In December 1905 Sydney decided to join the army (Army Number: 7832) and served at Leicester and Colchester before being posted to the 2nd battalion Leicestershire Regiment in India He was a fine boxer and probably the best the Regiment ever had in the welterweight class, he won the All India title at Madras. He then won the all India army boxing cup at Poona in India, as a middleweight. He returned home and joined the army reserve, he boxed a number of contests across the Midlands gaining a fearsome reputation. It was around this time that he got the nickname ‘Togo’, which stayed with him for the rest of his life.

With the outbreak of the First World War, Togo was recalled to the Colours, he re-joined the Army as a Lance-Corporal but would lose the rank due to a disciplinary. He was sent to France with the 1st Battalion Leicestershire Regiment. He was awarded the Distinguished Conduct Medal and Croix de Guerre for conspicuous gallantry. He was in charge of a picket, and was wounded by a shell in both legs and severely bruised by falling timber. He stuck to his post until relieved and had the presence of mind to deliver a report on the situation to his commanding officer before receiving medical help.

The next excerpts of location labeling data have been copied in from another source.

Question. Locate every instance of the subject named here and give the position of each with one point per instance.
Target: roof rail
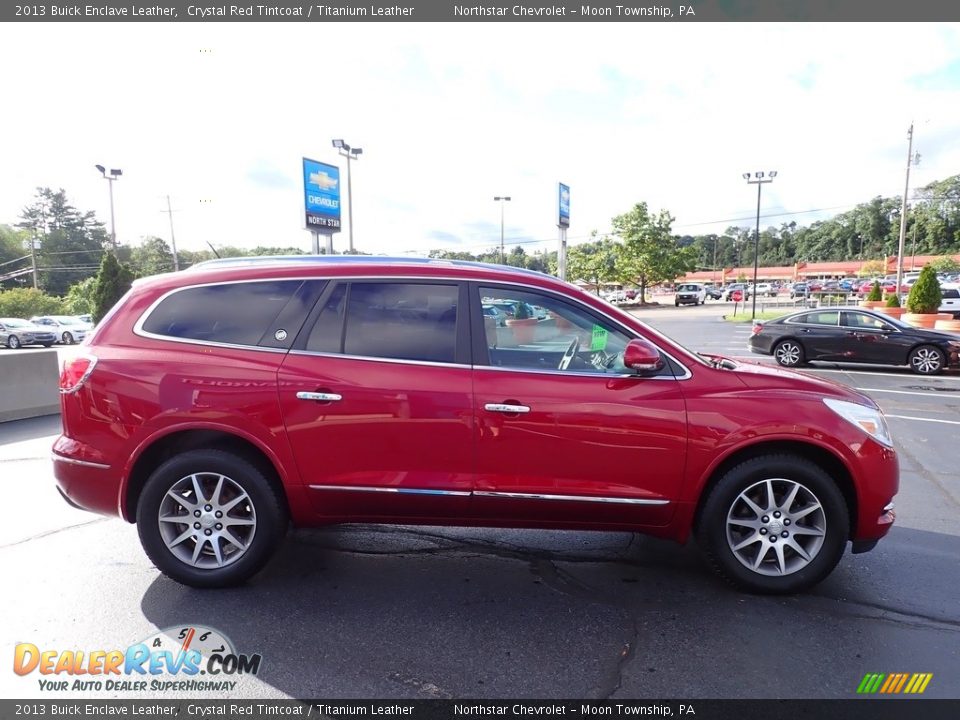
(350, 259)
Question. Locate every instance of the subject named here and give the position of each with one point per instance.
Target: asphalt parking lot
(353, 611)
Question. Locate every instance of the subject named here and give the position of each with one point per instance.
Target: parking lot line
(901, 392)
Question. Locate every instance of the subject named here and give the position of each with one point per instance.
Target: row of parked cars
(44, 330)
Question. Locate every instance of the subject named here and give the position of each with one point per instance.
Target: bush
(113, 281)
(27, 302)
(925, 295)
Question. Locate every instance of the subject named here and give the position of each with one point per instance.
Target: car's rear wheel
(208, 518)
(927, 360)
(788, 353)
(774, 524)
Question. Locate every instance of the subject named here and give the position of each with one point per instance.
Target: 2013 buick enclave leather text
(217, 406)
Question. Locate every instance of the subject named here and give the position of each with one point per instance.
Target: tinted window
(327, 333)
(535, 343)
(822, 318)
(236, 313)
(864, 321)
(402, 321)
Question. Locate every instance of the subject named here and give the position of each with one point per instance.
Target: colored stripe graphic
(894, 683)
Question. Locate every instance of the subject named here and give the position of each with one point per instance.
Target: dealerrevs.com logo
(186, 658)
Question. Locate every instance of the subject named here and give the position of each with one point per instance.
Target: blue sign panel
(564, 220)
(321, 196)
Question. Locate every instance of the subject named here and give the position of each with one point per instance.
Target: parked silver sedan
(66, 328)
(15, 333)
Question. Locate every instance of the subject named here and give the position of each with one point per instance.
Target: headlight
(868, 419)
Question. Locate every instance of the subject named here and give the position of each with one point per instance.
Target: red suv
(216, 406)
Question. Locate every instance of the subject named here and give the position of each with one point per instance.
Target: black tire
(789, 353)
(781, 569)
(927, 360)
(264, 505)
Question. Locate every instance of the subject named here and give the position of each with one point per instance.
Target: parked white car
(690, 294)
(66, 328)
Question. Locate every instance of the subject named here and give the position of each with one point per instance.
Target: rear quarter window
(232, 313)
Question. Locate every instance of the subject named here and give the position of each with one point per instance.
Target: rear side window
(234, 313)
(391, 320)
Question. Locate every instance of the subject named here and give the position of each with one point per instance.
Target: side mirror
(642, 356)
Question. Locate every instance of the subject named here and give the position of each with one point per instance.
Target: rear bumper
(84, 483)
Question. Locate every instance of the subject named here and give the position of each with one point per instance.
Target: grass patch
(765, 315)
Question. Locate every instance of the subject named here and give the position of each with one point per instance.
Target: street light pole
(350, 154)
(114, 174)
(759, 180)
(501, 199)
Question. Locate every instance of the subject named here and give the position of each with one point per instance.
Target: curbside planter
(924, 320)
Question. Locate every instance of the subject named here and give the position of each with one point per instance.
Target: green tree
(650, 253)
(113, 281)
(594, 262)
(79, 299)
(26, 302)
(71, 241)
(925, 295)
(151, 257)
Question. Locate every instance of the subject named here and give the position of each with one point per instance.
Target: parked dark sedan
(854, 335)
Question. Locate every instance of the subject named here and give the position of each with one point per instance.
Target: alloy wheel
(926, 360)
(207, 520)
(788, 353)
(776, 527)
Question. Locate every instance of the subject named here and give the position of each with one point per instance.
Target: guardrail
(29, 384)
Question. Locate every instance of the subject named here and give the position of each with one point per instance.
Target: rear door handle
(500, 407)
(322, 397)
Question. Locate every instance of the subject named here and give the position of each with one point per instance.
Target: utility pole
(34, 241)
(903, 209)
(173, 241)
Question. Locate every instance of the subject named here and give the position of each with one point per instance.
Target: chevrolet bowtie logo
(323, 181)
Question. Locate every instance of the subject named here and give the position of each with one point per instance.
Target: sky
(219, 116)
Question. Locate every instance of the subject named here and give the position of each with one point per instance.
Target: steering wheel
(570, 353)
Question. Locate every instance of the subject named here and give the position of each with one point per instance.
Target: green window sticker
(599, 339)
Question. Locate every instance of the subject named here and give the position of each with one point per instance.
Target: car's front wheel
(788, 353)
(927, 360)
(774, 524)
(208, 518)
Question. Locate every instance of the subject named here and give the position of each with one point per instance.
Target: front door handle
(501, 407)
(322, 397)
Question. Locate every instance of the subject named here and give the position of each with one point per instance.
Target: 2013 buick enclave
(215, 407)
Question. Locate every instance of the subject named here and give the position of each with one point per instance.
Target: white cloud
(449, 115)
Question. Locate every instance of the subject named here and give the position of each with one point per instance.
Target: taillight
(75, 372)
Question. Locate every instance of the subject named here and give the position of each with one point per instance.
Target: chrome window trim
(138, 326)
(401, 491)
(428, 363)
(570, 498)
(74, 461)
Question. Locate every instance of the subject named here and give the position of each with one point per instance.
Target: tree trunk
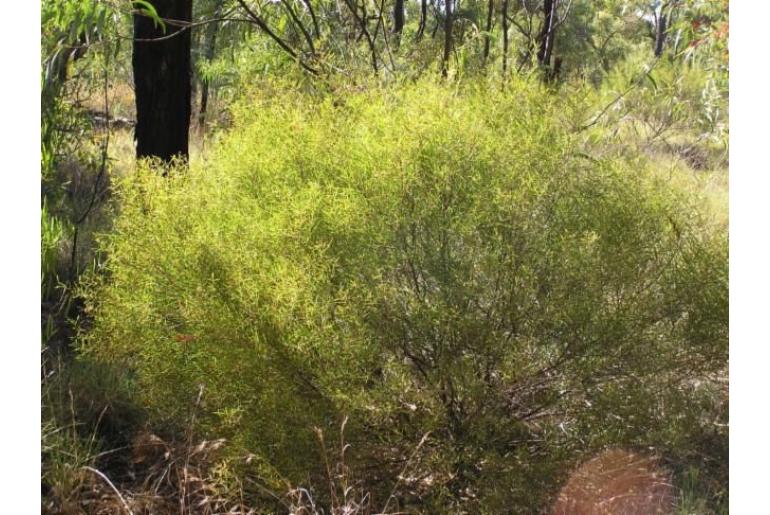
(447, 38)
(423, 18)
(488, 36)
(505, 36)
(208, 51)
(162, 76)
(661, 28)
(546, 38)
(398, 17)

Togo returned to the Western Front and joined 9th Battalion Leicestershire Regiment in Belgium. Employed as a sniper, he quickly re-established himself once more as a man whom his officers could rely upon in any situation. As with the 1st Battalion, he refused the offer of a stripe or stripes, despite the positions of responsibility which he often held.

1st October 1917 During the early part of the morning near Polygon Wood near Ypres, in Belgium the 9th Battalion Togo and a fellow soldier, Private Joe Paul, were designated battalion snipers, and had crawled into a shell-hole in front of the British lines in order to give them a better view over the German positions. They had taken a few shots at the enemy when the German counter-attack erupted before them. Paul was hit in the leg, but managed to escape, while Togo was shot dead. Due to his body last seen in a muddy shell-hole and his remains were not recovered, he is named on the Tyne Cot Memorial, Belgium. The Tyne Cot Memorial is one of four memorials to the missing in Belgium.